Non è bello arrivare alla fine di un disco dei R.e.m. e accorgersi che di tutto ciò che hai ascoltato non è rimasto niente.
Lo riascolti due, tre volte, ma l’effetto – ahimè – è il medesimo: ti ritrovi con un pugno di mosche, assolutamente impassibile.
Senza che le tue emozioni – qualsiasi fossero state prima di premere “play” – possano aver subito la ben che minima “alterazione”.
Mi era successo già dopo aver ascoltato “Reveal”, il disco precedente. Speravo non mi dovesse capitare più, dopo l’ascolto di un nuovo LP della band di Athens.
E invece arriva questo “Around the sun”, che è semplicemente sconcertante in quanto a “piattezza”. E’ un disco patinato, con i suoni tenuti educatamente a bada, gli arrangiamenti insipidi, e un’insopportabile atmosfera edulcorata, che ti potresti aspettare da una qualsiasi muzak da supermercato, ma non da un lavoro di una delle più importanti rock band del pianeta.
La chitarra di Peter Buck è quanto mai in secondo piano, i cori di Mike Mills (per non parlare del suo basso) sono affossati sotto un mare di tastiere ed effetti elettronici da quattro soldi.
E’ fondamentalmente un disco di ballad, “Around the sun”.
Qualcuno per questo ha azzardato un paragone con “Automatic for the people”. Ma poco o niente della magia che ha reso così grande quel disco la si può ritrovare in questi solchi.
I R.e.m., in fondo, sono una di quelle band che non riescono a scrivere canzoni propriamente “brutte” manco se s’impegnano. Ma perché – ad esempio – far rovinare un bel pezzo come “The outsiders” dall’intervento fuori luogo di Q-tip, che si prodiga in un rap pressoché imbarazzante, roba che mio cugino di 6 anni in freestyle sarebbe capace di fare molto meglio? Quasi si rimpiange l’analogo esperimento di “Radio Song” (“Out of time”, 1991)!

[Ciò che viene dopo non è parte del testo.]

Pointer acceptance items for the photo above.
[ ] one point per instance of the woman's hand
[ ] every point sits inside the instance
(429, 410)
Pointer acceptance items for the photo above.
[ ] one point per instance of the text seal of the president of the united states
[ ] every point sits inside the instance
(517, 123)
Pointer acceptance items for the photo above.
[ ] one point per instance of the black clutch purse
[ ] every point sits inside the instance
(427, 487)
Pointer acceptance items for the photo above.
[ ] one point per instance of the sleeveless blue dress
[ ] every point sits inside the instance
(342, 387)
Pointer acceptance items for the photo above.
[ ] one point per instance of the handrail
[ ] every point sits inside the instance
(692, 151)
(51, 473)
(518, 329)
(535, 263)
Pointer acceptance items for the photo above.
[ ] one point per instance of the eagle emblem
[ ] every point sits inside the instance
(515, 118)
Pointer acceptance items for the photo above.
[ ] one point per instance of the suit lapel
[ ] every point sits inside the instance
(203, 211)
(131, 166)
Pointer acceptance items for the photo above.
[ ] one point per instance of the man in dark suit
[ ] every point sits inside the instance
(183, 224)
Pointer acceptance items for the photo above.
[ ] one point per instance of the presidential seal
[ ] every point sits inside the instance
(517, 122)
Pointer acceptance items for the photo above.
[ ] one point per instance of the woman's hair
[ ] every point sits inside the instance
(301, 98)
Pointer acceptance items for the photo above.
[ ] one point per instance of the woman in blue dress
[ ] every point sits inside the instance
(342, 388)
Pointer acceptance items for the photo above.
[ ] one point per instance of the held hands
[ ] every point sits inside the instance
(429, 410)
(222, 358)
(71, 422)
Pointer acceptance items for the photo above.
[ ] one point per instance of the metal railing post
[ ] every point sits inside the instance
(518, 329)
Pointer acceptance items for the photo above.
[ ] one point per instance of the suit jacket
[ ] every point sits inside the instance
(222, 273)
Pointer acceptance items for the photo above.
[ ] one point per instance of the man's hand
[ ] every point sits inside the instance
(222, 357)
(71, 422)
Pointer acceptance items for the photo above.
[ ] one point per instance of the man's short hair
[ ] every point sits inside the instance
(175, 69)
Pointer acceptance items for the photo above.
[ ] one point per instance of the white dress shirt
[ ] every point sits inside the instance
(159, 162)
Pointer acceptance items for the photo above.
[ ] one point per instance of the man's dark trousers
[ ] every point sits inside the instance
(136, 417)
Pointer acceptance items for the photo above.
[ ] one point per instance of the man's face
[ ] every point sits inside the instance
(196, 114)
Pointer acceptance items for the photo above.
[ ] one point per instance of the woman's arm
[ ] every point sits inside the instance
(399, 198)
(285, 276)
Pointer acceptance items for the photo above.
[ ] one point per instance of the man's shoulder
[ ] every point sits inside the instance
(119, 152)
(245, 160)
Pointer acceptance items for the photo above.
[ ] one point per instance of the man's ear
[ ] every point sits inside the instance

Perché i meravigliosi vocalizzi di Stipe in “The worst joke ever” si perdono nel vuoto di una struttura sonora tanto inconsistente?
Perché ascoltando “The ascent of man” mi viene da pensare che un pezzo del genere lo potrei ritrovare come sottofondo di qualche mielosissima scena di una stupidissima commedia sentimentale made in Hollywood, senza poter fare a meno di ammettere che “ci sta bene”?
L’impegno politico professato in “The final straw” (un’ottima ballad folk-country, già sentita negli ultimi concerti della band) non serve a infondere un po’ di pepe, d’adrenalina, di verve ad un disco che suona asettico e innocuo.
A nulla serve neanche continuare a discutere dell’effetto della dipartita del batterista Bill Berry dalla band: “Up”, il primo lavoro in cui i R.e.m. si cimentavano (per forza di cose) con l’elettronica, a confronto era un capolavoro (e forse lo era a prescindere, ma fu tristemente sottovalutato). Piuttosto bisogna rassegnarsi a pensare ai R.e.m. come una band di quarantenni appagati, rilassati e un po’ a corto d’ispirazione, che non scriveranno mai un’altra “The one I love” o un’altra “Begin the begin”.
C’è da dire che ultimamente si sono attivati dal punto di vista politico (che negli U.S.A. vuol dire anche bruciarsi migliaia di copie vendute in un colpo solo): almeno non si sono completamente rincoglioniti, né si sono fatti atrofizzare del tutto il cervello dai milioni di dollari dei loro conti in banca. Magra, magrissima consolazione per un fan deluso.